Macron cumprimenta o presidente Lula durante evento em Paris Imagem: Lewis Joly/Pool/AFP

Para os cerca de 40 líderes mundiais presentes nesta sexta-feira (23) na Cúpula para um Novo Pacto Financeiro Global, em Paris, na França, o presidente Luiz Inácio Lula da Silva discursou mostrando que o Brasil será um contraponto ao sistema internacional e defenderá mais participação do Sul global em decisões. 

O mandatário indicou ainda que o Banco do Brics pretende investir em infraestrutura nos países mais pobres e fez menção a um plano de fundar o Banco Sul, ligado ao Mercosul, para assim ter mais capacidade de realizar transações comerciais com moeda local e não o dólar. 

“A União Africana está muito mais organizada do que nós, na América Latina. Muito mais organizada. E nós queremos criar novos blocos para negociar com a União Europeia”, enfatizou. Defendeu ainda que países pobres sejam incluídos em reuniões de cúpula, como o G20. 

Na abertura do discurso, Lula trouxe à centralidade de sua fala as questões ambientais e climáticas, enfatizando que são problemáticas mundiais atreladas a outras, caso da desigualdade que assola a comunidade internacional provocando um ciclo encerrado por mais poluição, desmatamento e emissão de gases. 

COP-30

“Em 2025 nós vamos realizar a COP-30 num país amazônico (…) um grande encontro, no estado do Pará, com todos os presidentes da América do Sul que compõem toda a região da Amazônia, para que a gente possa formar uma proposta para levar para a COP-28, nos Emirados Árabes”, começou.

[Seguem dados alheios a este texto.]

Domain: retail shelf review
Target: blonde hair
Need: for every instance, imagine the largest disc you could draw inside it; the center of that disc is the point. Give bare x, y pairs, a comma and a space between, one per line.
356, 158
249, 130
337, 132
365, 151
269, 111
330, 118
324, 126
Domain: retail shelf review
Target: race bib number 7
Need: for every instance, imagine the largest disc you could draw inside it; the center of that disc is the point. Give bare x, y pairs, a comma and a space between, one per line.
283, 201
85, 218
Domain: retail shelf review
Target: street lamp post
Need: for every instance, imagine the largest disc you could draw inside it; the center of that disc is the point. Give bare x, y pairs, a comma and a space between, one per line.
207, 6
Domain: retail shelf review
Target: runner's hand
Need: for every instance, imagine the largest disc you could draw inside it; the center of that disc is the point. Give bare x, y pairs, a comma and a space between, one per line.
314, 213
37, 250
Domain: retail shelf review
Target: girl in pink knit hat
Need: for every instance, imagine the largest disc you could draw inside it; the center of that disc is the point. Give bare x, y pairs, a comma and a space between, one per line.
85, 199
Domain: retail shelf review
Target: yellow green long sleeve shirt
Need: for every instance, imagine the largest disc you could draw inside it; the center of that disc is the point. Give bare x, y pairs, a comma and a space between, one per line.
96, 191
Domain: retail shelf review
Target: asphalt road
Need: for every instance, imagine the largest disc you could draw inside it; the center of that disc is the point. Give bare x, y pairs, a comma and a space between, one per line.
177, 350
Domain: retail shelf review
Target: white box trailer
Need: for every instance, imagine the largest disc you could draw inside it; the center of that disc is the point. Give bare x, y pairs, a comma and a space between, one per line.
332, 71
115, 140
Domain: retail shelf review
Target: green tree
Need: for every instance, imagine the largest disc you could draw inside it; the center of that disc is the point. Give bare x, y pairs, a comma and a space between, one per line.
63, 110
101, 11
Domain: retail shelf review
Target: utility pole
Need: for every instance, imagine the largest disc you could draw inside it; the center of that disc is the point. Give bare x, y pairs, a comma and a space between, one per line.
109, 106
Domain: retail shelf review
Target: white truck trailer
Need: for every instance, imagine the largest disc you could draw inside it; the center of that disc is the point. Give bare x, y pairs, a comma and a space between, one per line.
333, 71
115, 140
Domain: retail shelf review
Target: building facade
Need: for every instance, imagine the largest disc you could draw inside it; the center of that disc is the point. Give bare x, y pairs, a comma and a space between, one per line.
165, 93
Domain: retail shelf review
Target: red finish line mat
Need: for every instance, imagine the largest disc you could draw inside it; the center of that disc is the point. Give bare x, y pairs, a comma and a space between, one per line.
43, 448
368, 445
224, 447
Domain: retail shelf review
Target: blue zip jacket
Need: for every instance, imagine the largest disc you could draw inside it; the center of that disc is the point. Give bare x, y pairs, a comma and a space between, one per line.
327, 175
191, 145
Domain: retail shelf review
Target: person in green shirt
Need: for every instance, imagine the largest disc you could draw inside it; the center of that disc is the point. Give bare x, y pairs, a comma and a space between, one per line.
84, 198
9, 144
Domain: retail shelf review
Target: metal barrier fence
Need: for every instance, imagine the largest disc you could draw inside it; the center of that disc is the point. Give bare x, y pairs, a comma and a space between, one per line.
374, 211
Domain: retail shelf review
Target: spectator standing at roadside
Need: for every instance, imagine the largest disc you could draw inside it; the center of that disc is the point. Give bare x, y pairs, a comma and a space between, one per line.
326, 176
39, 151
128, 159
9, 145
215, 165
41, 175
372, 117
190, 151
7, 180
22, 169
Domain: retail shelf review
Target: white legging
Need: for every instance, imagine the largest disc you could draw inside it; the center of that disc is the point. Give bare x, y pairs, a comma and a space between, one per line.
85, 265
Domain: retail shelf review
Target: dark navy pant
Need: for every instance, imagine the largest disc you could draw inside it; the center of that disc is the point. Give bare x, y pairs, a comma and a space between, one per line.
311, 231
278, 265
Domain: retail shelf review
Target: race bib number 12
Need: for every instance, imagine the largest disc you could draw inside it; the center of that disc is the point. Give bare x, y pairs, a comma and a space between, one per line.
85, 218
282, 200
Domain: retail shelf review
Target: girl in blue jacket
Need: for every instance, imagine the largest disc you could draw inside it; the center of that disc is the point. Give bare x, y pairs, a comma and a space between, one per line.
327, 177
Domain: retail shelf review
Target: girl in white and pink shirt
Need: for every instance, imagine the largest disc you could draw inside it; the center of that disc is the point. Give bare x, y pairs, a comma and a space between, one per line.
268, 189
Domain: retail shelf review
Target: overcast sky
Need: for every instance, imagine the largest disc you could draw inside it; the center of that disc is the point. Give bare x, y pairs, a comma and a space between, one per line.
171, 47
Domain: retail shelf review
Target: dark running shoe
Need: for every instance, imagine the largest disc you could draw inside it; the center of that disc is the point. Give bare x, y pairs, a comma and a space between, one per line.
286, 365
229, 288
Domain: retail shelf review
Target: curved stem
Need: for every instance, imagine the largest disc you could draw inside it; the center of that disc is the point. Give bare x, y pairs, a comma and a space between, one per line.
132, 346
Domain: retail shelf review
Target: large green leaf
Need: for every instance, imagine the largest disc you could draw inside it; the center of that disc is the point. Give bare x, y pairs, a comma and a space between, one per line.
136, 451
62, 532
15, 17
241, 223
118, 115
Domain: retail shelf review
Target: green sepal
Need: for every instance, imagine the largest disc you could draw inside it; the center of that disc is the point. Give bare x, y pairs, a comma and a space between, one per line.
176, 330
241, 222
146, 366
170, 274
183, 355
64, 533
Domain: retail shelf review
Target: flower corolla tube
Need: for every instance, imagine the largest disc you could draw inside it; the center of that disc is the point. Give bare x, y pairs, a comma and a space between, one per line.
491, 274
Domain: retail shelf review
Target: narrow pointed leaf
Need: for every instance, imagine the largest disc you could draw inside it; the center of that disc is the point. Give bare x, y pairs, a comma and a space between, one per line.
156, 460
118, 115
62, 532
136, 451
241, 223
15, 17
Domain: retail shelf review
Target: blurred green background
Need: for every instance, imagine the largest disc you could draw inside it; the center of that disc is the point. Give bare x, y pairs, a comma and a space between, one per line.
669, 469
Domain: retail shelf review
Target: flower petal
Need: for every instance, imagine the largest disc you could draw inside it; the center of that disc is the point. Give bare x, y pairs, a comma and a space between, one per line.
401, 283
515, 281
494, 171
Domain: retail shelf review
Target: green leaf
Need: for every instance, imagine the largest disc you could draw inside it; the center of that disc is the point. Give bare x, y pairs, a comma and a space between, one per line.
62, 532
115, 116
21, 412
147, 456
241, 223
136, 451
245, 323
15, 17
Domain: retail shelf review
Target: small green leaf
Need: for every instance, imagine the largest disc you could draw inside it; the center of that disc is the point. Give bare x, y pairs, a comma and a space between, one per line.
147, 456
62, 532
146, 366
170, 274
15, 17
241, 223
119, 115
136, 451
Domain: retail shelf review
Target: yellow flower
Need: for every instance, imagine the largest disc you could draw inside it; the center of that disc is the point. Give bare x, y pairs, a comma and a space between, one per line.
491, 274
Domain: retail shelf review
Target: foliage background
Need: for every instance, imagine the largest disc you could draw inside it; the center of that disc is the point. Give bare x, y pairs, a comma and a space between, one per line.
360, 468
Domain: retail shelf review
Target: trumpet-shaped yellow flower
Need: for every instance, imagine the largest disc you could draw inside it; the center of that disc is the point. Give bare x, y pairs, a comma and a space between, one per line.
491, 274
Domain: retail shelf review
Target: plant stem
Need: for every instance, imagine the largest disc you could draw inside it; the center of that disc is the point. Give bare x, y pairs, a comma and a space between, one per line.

Indicando uma articulação mais ampla, Lula disse que Congo e Indonésia serão países que o bloco amazônico irá conversar porque são países que conservam grandes florestas, e lutam para mantê-las de pé, as protegendo de invasores e da depredação. 

“Nós enfrentamos muitas adversidades. Nós enfrentamos o garimpo, nós enfrentamos o crime organizado. E nós enfrentamos muitas vezes pessoas de má-fé querendo tentar fazer com que nessa floresta se plante soja, se plante milho, se crie gado, quando na verdade não é necessário fazer isso”, declarou.

Prometeu, o presidente, que até 2030 o Brasil acabará com o desmatamento na Amazônia. “O Brasil tem 30 milhões de hectares de terras degradadas, não precisa cortar uma árvore para plantar um pé de soja, um pé de milho ou criar gado. É só recuperar as terras degradadas”, justificou.

Acordo com a União Europeia

Lula, sentado ao lado do presidente da França e anfitrião, Emmanuel Macron, durante a Cúpula, se dirigiu a ele quando falou sobre os acordos com a União Europeia e disse que está  “doido” para fechá-los. O presidente Lula, porém, disse que os acordos precisam ser justos.  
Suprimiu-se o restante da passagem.